Saturday, September 10, 2011

Marquess of Queensberry Divorce

Elizabeth Bernstein of the WSJ weighs in on best practices for divorcing parents as to how to minimize harm to the children.  It's a tough topic, mainly because it gets off on the wrong foot.  The subject is analogous to one of best ways to cope with the sundry baneful health affects of overeating.  The best advice is not to over eat.  But, for some reason, the establishment advice to people suffering in their relationships--which is every person alive to one extent or another--is to split up.  (That's what you're supposed to do before the marriage, not after it.)  The technical questions concern minimizing the collateral damage.
The divorce of parents has been blamed for children's behavior problems, poor grades in school and even trouble in their own romantic relationships as adults. One study says the intensity of conflict between parents is one of the best predictors of how kids will do after a divorce.
That's much too ambiguous and modest a statement of the copiously documented facts that (1) divorce smashes children's hearts, (2) consequently increases the probability of smashing their lives (3) and society (4) in the future (5) as well as in the present.  Not to worry.  Individual rights (liberal style) and all that.  Noman refers anyone interested in the details to the work of Pat Fagan at the Family Research Council.

Cutting edge techniques discussed include encounter groups for 2nd through 5th graders, parenting plans, prepared scripts to questions and mission statements.

It may include a "short story" explaining to the children why the marriage ended—"We loved each other very much in the beginning and hoped we could make a life together that would last forever, but we were wrong. You had no fault in this. While we will have different households, we think we will do a better job at being parents"—and a "mission statement" describing how they hope to behave. 
"This gives kids the freedom to love both parents," Ms. Aronsohn says.
All of this strikes John Mulcahy of Philadelphia as a bunch of hooey: Get Real on Divorce's Damage to Kids.  He impresses Noman as a man more firmly rooted in reality than the sundry experts Bernstein approvingly cites.

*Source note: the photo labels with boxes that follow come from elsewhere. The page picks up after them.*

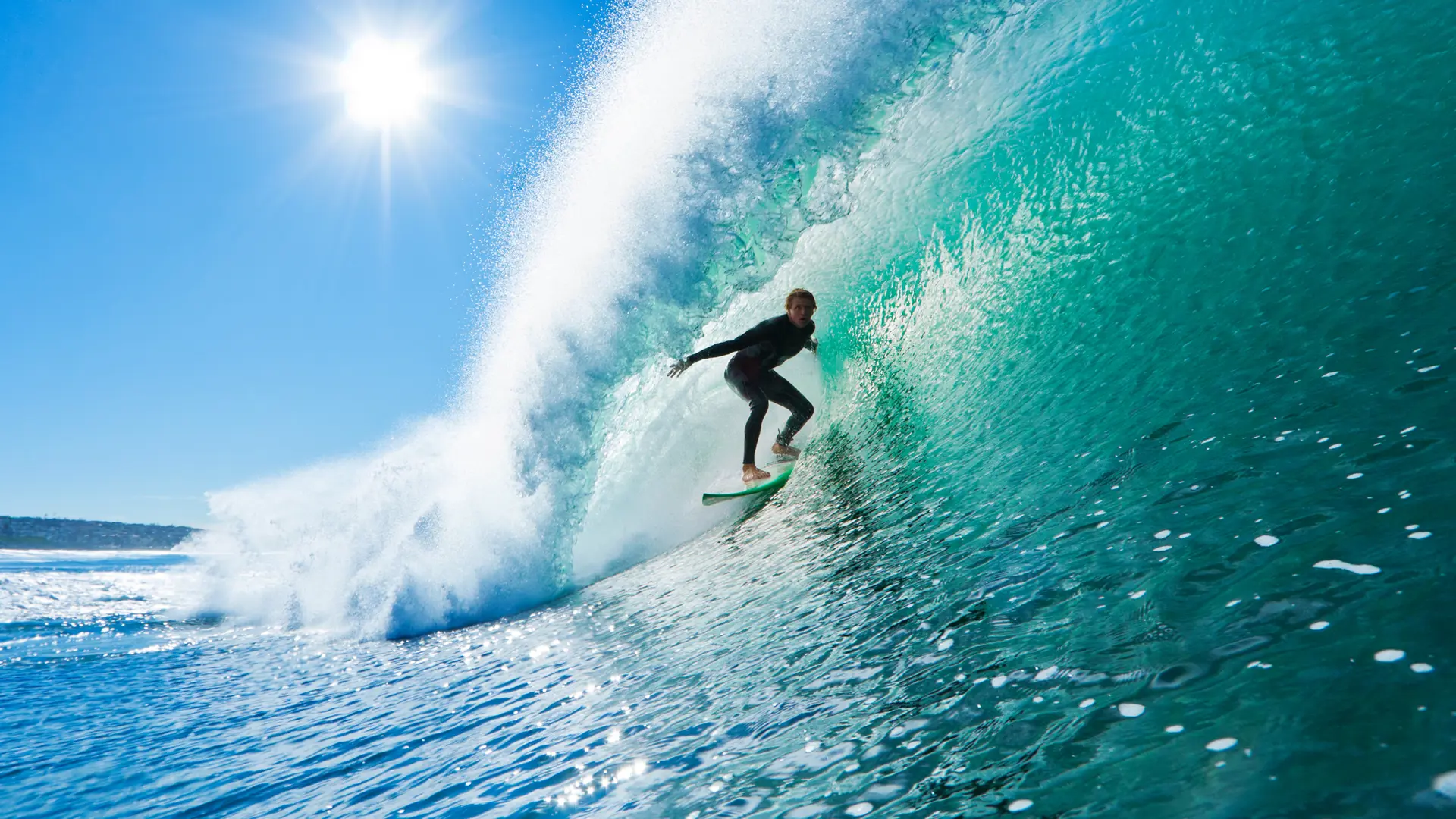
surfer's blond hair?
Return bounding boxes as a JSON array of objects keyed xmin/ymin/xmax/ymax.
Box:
[{"xmin": 783, "ymin": 287, "xmax": 818, "ymax": 310}]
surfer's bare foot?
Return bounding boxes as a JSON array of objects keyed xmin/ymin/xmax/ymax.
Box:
[{"xmin": 769, "ymin": 443, "xmax": 799, "ymax": 457}]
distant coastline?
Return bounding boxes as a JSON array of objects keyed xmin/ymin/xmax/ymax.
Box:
[{"xmin": 0, "ymin": 514, "xmax": 199, "ymax": 549}]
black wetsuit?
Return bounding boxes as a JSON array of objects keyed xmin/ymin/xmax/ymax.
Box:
[{"xmin": 687, "ymin": 315, "xmax": 815, "ymax": 463}]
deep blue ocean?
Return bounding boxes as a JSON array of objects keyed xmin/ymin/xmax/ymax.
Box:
[{"xmin": 0, "ymin": 0, "xmax": 1456, "ymax": 819}]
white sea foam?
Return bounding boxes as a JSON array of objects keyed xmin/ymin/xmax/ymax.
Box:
[{"xmin": 188, "ymin": 0, "xmax": 883, "ymax": 634}]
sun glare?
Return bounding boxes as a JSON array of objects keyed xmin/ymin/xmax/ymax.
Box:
[{"xmin": 339, "ymin": 38, "xmax": 429, "ymax": 128}]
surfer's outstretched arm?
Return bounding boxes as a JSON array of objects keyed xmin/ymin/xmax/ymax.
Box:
[{"xmin": 667, "ymin": 324, "xmax": 769, "ymax": 378}]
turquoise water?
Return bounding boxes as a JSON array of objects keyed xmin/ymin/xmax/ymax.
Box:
[{"xmin": 0, "ymin": 2, "xmax": 1456, "ymax": 819}]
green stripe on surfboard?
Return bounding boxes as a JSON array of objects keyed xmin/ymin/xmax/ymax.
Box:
[{"xmin": 703, "ymin": 463, "xmax": 793, "ymax": 506}]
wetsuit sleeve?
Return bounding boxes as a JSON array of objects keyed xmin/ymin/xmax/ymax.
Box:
[{"xmin": 686, "ymin": 322, "xmax": 770, "ymax": 364}]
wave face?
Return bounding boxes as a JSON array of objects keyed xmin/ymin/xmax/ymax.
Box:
[
  {"xmin": 193, "ymin": 0, "xmax": 1456, "ymax": 664},
  {"xmin": 0, "ymin": 0, "xmax": 1456, "ymax": 819}
]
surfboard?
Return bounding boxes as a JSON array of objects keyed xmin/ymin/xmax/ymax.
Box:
[{"xmin": 703, "ymin": 460, "xmax": 793, "ymax": 506}]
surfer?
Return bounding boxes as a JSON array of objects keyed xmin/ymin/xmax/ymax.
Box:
[{"xmin": 667, "ymin": 288, "xmax": 818, "ymax": 482}]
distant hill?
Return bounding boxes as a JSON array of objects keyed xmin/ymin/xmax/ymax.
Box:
[{"xmin": 0, "ymin": 514, "xmax": 198, "ymax": 549}]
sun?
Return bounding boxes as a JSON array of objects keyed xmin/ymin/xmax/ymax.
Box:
[{"xmin": 339, "ymin": 36, "xmax": 431, "ymax": 130}]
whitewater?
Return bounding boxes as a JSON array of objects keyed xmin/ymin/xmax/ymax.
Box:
[{"xmin": 0, "ymin": 0, "xmax": 1456, "ymax": 819}]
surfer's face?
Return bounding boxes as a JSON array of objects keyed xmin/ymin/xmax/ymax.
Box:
[{"xmin": 788, "ymin": 299, "xmax": 814, "ymax": 326}]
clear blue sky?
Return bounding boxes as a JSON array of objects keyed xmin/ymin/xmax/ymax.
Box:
[{"xmin": 0, "ymin": 0, "xmax": 606, "ymax": 525}]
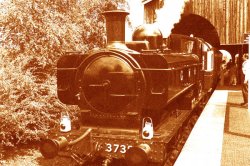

As a child of divorce, I found this almost laughable. If divorced parents were capable of cooperating like this, they would still be married. Living in a post-divorce atmosphere of civility and respect would send a clear message to the children, not that they are loved, but that their reasonable and accommodating parents apparently couldn't be bothered to put as much hard work into saving their family... 
So, please, if we have to have divorce (and I'm not saying we do), let's keep it messy—for the children.
Though you didn't ask, Noman would like to share what he does whenever the stress of living with Nowife and the No-children get to him as it inevitably does.  We're all just people, and people have their bad moments.  Moreover, life is a perpetual challenge, which is the nature of contingent being.  When the four corners of Noman's mind close in on the center with the messages that "Nowife is not doing this or that," "No-whoever doesn't appreciate me" or whatever nonsense, Noman turns to God and begs Him to show Noman where he is wrong.  If this relationship is from God--which Noman ardently believed before entering marriage, always has, still does, and prays he always will--then surely these voices are not.  God has proven happy to oblige, and usually does so in short order.

The problem it seems is entering marriage with the mindset to continue life as an individual who chooses to behave communally in this or that way, contractually so to speak.  That might be easy to fathom regarding your spouse who, after all, is just another adult like you.  But, children put that perspective to the lie.  Once a third person is born into the world by virtue of shared agency, it becomes abundantly clear to those with figurative eyes to see that family is not (and never really was) an individual enterprise.  In potency, even if not consciously in act, marriage is always about us, not me.

Noman often finds that peace, love, harmony and happiness flow from accepting metaphysical reality as it is, according to the nature of the thing at hand, in this case marriage.  They never come from forcing his will onto reality.  At the end of the day, that final, dispositive, sundering imposition of individual will in a family context is what hurts the children, not the incivility with which the ubermensch conducts himself in the abyss after acting like a god.  Before the split is the time to act for the children's sake.  They deserve as much.